All at once an unforgiving thunder struck land just beside the Romanov tower, filling the room with a sharp, deafening noise.
Then and there at the end of the long room, with the curtains gone and the bright silver light freely coming from the windows, Polina saw him, his figure as clear as day.
His face was cold and infernal. He glared at her with utmost interest, but with sardonic serenity and triumph at the same time, as if he knew she had now inevitably fallen into his trap. Human and absurdly beautiful though he appeared, his eyes were as dead as a corpse’s.
Waiting to receive his bride, he was wearing a black tie and was holding firmly a bouquet of bright red roses. It was an ironic picture, of flowers seething with color and life, clutched in the colorless hands of death. In an attempt to distract herself she looked at the roses, but before she could return to his eyes it was dark again.
The voices were becoming more desperate. More strange sounds could be heard and Polina could no longer distinguish them. Then, the thunder began striking again continually, filling the room with silver light, on and off.
He slowly raised his hand, as though welcoming her, inviting her to come closer.
“They will break into the room soon. Come forward now, my love, because there is no time,” he said and then, wearing a malignant smile, added: “Polina, walk ahead, and you will never regret it.”
A deadly chill washed over her soul, completely stripping her off of any more will to rebel. An immense hatred, but despair, too, possessed her in that very moment; the love that she had for him—if it had been really love—evaporated.
She slowly walked forward, now impervious to the chaos around her, hearing everything and nothing at once, the winds striking her hair and the fabrics of her gown.
Gentle tears slid down Polina’s cheeks.
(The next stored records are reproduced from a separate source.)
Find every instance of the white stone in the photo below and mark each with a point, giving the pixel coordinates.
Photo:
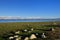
(33, 36)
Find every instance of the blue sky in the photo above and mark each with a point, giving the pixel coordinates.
(30, 8)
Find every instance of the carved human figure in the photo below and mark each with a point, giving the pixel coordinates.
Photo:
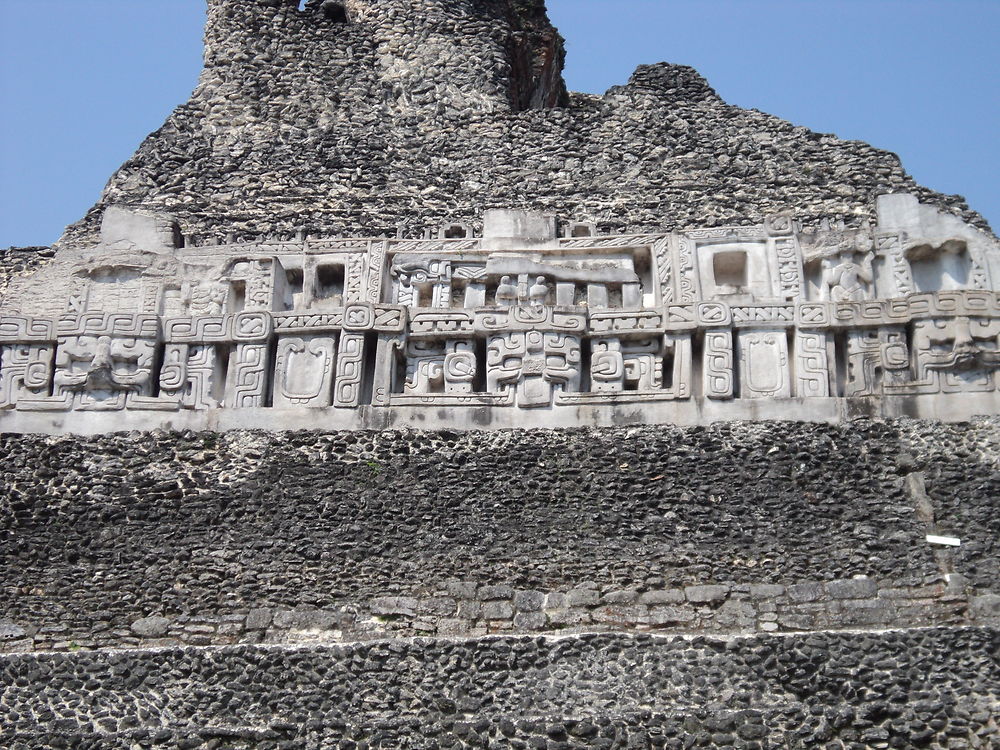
(99, 371)
(506, 293)
(207, 298)
(538, 292)
(848, 281)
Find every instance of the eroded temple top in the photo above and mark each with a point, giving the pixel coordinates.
(360, 117)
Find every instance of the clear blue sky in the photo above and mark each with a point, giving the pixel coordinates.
(83, 81)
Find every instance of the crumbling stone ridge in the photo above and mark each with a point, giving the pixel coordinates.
(393, 396)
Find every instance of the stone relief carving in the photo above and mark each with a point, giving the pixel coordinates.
(534, 364)
(764, 313)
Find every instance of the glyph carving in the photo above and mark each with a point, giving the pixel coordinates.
(248, 377)
(764, 371)
(719, 369)
(534, 364)
(303, 371)
(876, 357)
(812, 371)
(902, 310)
(25, 372)
(955, 355)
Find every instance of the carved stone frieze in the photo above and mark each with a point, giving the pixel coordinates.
(766, 313)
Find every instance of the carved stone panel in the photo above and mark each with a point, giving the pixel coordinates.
(764, 371)
(99, 373)
(248, 377)
(719, 371)
(812, 364)
(955, 355)
(25, 371)
(192, 375)
(350, 370)
(303, 371)
(534, 364)
(424, 368)
(460, 367)
(607, 366)
(876, 358)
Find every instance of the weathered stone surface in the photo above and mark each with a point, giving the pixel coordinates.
(706, 594)
(314, 525)
(910, 689)
(854, 588)
(151, 627)
(407, 115)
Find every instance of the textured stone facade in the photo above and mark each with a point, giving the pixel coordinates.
(415, 113)
(921, 688)
(250, 537)
(516, 328)
(382, 231)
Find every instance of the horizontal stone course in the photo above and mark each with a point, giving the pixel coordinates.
(463, 532)
(928, 688)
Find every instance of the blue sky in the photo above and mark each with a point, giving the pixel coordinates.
(83, 81)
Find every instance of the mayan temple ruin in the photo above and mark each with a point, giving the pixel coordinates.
(393, 396)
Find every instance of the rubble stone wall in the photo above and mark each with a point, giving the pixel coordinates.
(203, 538)
(919, 688)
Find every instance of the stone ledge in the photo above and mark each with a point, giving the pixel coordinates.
(473, 610)
(666, 691)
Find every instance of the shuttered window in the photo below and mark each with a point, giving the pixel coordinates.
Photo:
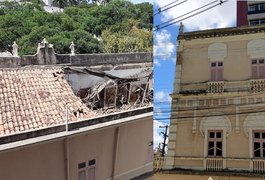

She sobbed softly, but fixed her gaze on him. She held her pendant with both hands, very tightly, holding Alexei against her chest.
When she reached him, she stopped a meter before him, trying not to meet his stare.
Polina took the red roses first, and then his hand. She shuddered at the coldness of his hand, and she shuddered too at the fact that, by accepting it, she had now completely abandoned her morality.
“We are forever.” He spoke with finality.
With a triumphant air, he twisted his lips in order that it formed a sweet, almost ironically innocuous smile, and then he carefully pulled her closer to him.
Polina Novitskaya capitulated, her body crashing onto his as her knees totally lost all control. He caught her, embraced her, and pressed his mouth on the right side of her neck. In those milliseconds, Polina voicelessly said a prayer, hoping for some miracle of deliverance from spiritual perdition, and if not from spiritual perdition, at least from complete forfeiture of her humanity.
For some reason, everything became dead still. The voices, the storm, the knocking—they all had stopped.
Polina waited.
But just before she could feel his pangs pierce through her, the door at the other end of the room broke loudly open.
That night, one more soul was sold to the devil.